When Cronos Group's Q1 results were announced this year the company's shares increased 14% after it beat revenue estimates by $1M. A similar jump could be on the cards if Q2's results are equally or more positive than the last. So let's peer behind the curtain and see if such a leap is possible.
Analysts are divided down the middle when it comes to the company's performance in the near term. Over the last three months, the company has received 6 revenue up revisions and 5 revenue down revisions. One analyst gave the stock a positive revision for its EPS. Shares of Cronos group currently have a 31.54% upside to the MarketBeat consensus price target. Analysts have generally overestimated the performance of Cronos Group's shares over the last five years.

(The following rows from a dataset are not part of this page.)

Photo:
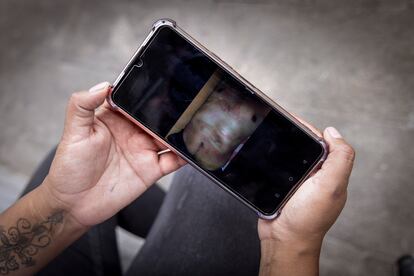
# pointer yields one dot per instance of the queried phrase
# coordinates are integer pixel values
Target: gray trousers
(194, 229)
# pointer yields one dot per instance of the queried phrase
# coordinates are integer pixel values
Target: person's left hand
(103, 161)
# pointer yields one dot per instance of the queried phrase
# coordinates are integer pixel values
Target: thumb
(80, 112)
(335, 171)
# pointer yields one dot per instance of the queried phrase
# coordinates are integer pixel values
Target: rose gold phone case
(172, 24)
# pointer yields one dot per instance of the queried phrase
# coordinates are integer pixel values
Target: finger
(160, 145)
(170, 162)
(81, 111)
(338, 165)
(308, 125)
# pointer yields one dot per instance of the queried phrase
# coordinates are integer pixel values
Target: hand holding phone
(291, 244)
(200, 108)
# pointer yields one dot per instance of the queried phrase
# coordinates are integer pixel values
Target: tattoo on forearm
(20, 243)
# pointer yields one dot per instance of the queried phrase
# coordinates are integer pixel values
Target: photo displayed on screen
(215, 121)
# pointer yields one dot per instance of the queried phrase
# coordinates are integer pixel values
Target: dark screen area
(215, 121)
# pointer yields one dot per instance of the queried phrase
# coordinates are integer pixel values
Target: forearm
(33, 231)
(290, 259)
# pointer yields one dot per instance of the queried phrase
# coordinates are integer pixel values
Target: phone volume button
(119, 78)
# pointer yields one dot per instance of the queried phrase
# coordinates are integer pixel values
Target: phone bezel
(172, 24)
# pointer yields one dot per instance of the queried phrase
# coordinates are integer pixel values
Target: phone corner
(164, 22)
(325, 149)
(110, 100)
(269, 217)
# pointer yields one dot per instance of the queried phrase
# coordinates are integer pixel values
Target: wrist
(51, 203)
(289, 257)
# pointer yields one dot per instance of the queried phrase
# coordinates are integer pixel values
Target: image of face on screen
(217, 123)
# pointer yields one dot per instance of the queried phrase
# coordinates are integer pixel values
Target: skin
(103, 162)
(222, 123)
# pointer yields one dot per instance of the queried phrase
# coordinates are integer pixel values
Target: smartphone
(200, 108)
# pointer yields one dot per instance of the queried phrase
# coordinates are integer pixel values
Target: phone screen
(210, 117)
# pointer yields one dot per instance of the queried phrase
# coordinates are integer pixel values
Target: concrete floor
(344, 63)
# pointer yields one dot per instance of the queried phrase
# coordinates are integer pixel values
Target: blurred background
(349, 64)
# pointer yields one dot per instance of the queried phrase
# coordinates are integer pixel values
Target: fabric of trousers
(194, 229)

In terms of the company's rating, the company was covered by 13 analysts, giving it an average rating of buy. This was helped by 3 analysts giving the stock a strong buy recommendation, and 2 analysts giving it a buy recommendation. The majority of analysts (7) who reviewed the stock gave it a hold recommendation while one analyst gave it a sell rating.
Growth and Efficiency
Something that's working in the company's favor is the fact that its revenue growth and efficiency metrics are beating the sector medians for several important ratios. The company's revenue growth is 70.65% or a 355.62% difference from the sector median of 15.51%. On an FWD basis, the company's growth is also strong at 51.89% to the sector median of 14.36%.
Although Cronos Group is presently unprofitable, there is evidence that its utilization of assets is more efficient than its sector competitors. This efficiency is reflected in its return on total capital at -7.86% to the sectors -20.39%. The company's return on total assets at -19.51% is also less than -28.18% for the sector.
Investors' Risk Appetite for Speculative Stocks
One factor that may throw a spanner in the works is that cannabis stocks as a whole have been suppressed since 2021. Cronos Group's shares are currently down -20.24% YTD and several of the company's competitors have also suffered a contraction in their share prices. Canopy Growth (NASDAQ: CGC) suffered more with a -72.47% contraction and Tilray Inc (NASDAQ: TLRY) contracted -47.53%.
The lack of hope for federal legalization has been a major headwind for this industry, as well as investors parking their money into more defensive investments and away from value stocks. Companies with negative earnings have been punished by a rotation into dividend-paying companies as a recession becomes more apparent with GDP falling for a second straight quarter.